Penn ex-justice won't have to send out photo of self in handcuffs
HARRISBURG Pa. (Reuters) - A former Pennsylvania Supreme Court justice is studying an appeals court ruling that upheld her corruption conviction but released her from a requirement that she send a photo of herself in handcuffs to other judges, her lawyer said on Friday.
The former justice, Joan Orie Melvin, was found guilty last year of using public employees to work in her 2009 campaign for a seat on the Supreme Court.
In upholding the conviction, the Pennsylvania Superior Court ruled on Thursday that a requirement that she send the photographs as part of her punishment went too far and was not authorized under the state’s sentencing code.
“This condition was not imposed to promote her rehabilitation, but rather to shame and humiliate her in the eyes of her former colleagues in the judiciary,” Superior Court Judge Christine Donohue wrote.
Melvin’s lawyer, Patrick Casey of Scranton, said his client was disappointed the court had upheld the conviction and they would study the opinion before deciding whether to appeal.
Allegheny County Common Pleas Court Judge Lester G. Nauhaus sentenced Melvin, 57, to three years of house arrest, two years of probation, a $20,000 fine, and work at a soup kitchen three times a week.
Because of what he said was Melvin’s refusal to accept responsibility for what she did, Nauhaus included a requirement that she write annual letters of apology to all of the state’s county and appellate judges on the back of a photo of herself in handcuffs.
“I don’t believe she is evil,” he said in language included in the Superior Court opinion. “But I do believe her arrogance is stunning. She is a person of privilege and ... believes she can pick and choose what rules she follows.”
The Superior Court said the letter itself is fine, but not the requirement that she write it on the photo, which was taken by a court photographer.

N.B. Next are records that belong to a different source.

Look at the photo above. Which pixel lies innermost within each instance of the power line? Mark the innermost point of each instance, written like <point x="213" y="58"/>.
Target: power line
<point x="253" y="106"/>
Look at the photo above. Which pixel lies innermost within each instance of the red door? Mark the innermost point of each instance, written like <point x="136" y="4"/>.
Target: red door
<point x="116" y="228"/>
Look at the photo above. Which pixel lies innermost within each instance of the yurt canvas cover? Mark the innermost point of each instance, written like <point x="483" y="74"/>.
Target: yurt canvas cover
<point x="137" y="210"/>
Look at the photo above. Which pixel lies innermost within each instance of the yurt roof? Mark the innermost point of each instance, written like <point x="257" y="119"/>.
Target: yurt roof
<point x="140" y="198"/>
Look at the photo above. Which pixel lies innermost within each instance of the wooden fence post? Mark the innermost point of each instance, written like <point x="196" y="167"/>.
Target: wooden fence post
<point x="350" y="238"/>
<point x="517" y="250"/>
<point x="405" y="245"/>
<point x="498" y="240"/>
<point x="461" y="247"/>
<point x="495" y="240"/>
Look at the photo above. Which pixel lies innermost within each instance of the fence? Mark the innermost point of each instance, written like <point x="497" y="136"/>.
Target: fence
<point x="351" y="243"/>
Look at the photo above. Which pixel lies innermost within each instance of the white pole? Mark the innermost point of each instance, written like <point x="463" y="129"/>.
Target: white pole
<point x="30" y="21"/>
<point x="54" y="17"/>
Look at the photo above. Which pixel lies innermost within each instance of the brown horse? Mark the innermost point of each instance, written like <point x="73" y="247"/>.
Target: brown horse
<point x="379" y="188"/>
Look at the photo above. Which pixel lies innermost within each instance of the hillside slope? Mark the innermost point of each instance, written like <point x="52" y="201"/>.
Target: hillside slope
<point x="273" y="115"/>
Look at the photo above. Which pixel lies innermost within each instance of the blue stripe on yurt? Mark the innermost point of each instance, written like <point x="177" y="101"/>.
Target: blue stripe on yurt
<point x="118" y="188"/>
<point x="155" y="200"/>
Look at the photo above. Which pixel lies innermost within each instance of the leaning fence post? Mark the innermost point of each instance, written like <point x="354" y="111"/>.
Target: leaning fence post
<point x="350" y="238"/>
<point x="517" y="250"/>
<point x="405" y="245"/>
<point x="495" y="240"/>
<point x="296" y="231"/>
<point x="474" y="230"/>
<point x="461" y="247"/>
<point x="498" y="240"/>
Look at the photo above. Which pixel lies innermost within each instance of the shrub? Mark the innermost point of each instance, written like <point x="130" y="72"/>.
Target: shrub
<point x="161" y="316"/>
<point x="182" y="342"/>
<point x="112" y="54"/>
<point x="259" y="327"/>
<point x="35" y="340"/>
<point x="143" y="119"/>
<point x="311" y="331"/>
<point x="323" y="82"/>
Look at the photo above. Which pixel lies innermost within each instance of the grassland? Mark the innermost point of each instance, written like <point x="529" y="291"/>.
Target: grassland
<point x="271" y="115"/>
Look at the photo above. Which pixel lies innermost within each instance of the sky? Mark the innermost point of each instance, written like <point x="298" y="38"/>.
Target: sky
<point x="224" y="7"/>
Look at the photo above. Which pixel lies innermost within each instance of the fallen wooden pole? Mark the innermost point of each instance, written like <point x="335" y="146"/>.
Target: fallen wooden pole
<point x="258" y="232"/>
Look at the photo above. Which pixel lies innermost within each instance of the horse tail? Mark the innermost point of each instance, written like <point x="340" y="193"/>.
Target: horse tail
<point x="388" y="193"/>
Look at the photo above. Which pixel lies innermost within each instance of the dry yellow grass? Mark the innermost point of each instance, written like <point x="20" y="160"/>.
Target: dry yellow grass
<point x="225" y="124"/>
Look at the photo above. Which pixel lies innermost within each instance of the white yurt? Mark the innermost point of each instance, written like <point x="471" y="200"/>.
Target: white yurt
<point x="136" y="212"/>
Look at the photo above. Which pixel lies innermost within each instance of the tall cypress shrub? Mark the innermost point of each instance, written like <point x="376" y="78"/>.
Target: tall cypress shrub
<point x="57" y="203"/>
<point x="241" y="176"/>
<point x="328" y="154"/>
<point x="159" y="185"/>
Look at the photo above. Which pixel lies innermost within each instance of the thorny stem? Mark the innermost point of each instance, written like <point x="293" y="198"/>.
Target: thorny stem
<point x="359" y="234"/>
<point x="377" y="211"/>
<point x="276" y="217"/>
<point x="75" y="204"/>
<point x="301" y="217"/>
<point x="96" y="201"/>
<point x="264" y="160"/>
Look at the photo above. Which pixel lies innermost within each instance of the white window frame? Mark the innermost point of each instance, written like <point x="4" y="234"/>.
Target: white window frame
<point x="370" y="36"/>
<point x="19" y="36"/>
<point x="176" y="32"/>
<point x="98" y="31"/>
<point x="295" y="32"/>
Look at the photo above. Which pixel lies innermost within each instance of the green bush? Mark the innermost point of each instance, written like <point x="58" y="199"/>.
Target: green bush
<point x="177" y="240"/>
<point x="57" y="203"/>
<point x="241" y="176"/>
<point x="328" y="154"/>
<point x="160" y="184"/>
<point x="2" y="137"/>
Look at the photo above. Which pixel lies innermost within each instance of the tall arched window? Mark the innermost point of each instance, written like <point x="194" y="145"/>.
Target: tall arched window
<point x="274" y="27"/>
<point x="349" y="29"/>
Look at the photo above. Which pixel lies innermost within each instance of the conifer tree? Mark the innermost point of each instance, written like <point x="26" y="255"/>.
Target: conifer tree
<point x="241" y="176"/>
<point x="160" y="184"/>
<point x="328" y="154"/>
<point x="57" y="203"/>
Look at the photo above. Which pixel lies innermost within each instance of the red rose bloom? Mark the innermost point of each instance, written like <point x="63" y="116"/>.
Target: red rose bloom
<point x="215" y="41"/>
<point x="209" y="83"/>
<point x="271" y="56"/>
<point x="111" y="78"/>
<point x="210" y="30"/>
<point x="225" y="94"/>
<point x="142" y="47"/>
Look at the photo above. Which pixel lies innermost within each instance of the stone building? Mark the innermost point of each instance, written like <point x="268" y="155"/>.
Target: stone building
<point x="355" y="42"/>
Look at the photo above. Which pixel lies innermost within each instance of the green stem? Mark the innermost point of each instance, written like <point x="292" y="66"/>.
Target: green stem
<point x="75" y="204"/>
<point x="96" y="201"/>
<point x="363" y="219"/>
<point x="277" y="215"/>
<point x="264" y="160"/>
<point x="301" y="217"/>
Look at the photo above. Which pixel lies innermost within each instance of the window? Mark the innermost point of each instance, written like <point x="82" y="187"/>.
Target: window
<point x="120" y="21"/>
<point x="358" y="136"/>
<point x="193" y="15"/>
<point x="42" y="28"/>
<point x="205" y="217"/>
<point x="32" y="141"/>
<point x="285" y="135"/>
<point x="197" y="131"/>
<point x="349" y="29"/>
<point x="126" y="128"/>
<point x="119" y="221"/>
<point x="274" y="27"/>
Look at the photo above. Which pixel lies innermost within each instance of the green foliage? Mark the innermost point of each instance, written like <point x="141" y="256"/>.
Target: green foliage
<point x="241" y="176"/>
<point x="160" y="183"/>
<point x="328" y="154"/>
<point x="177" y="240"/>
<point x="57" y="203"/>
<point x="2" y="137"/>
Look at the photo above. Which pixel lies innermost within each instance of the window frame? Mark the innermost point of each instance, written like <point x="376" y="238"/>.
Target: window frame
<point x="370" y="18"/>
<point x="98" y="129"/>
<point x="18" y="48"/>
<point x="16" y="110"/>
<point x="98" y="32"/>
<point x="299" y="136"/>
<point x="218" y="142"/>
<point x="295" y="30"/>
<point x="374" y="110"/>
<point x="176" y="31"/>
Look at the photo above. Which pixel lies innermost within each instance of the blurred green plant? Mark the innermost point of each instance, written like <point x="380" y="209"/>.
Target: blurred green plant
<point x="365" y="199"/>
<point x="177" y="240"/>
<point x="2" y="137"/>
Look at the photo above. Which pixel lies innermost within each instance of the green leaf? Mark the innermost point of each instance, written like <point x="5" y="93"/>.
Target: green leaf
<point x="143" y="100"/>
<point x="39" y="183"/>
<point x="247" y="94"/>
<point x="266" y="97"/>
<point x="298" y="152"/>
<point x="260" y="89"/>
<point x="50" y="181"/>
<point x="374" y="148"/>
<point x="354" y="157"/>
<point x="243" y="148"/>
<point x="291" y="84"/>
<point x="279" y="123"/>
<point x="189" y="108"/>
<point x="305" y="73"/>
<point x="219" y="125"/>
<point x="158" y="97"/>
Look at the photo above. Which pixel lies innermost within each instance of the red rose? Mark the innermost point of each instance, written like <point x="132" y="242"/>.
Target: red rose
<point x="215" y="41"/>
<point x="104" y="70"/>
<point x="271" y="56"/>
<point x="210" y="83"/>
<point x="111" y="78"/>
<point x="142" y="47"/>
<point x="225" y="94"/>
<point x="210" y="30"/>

In addition to Melvin, two of her sisters - former state Senator Jane Orie, 52, and Janine Orie, 59, who worked for Melvin as a secretary - were convicted in separate trials in the case. Some of the employees involved in the charges worked for Jane Orie and some for Melvin.
The sisters come from a prominent Pittsburgh family. Jane Orie resigned from the legislature after she was sentenced to two-and-a-half years in prison. Janine Orie was sentenced to a year of house arrest.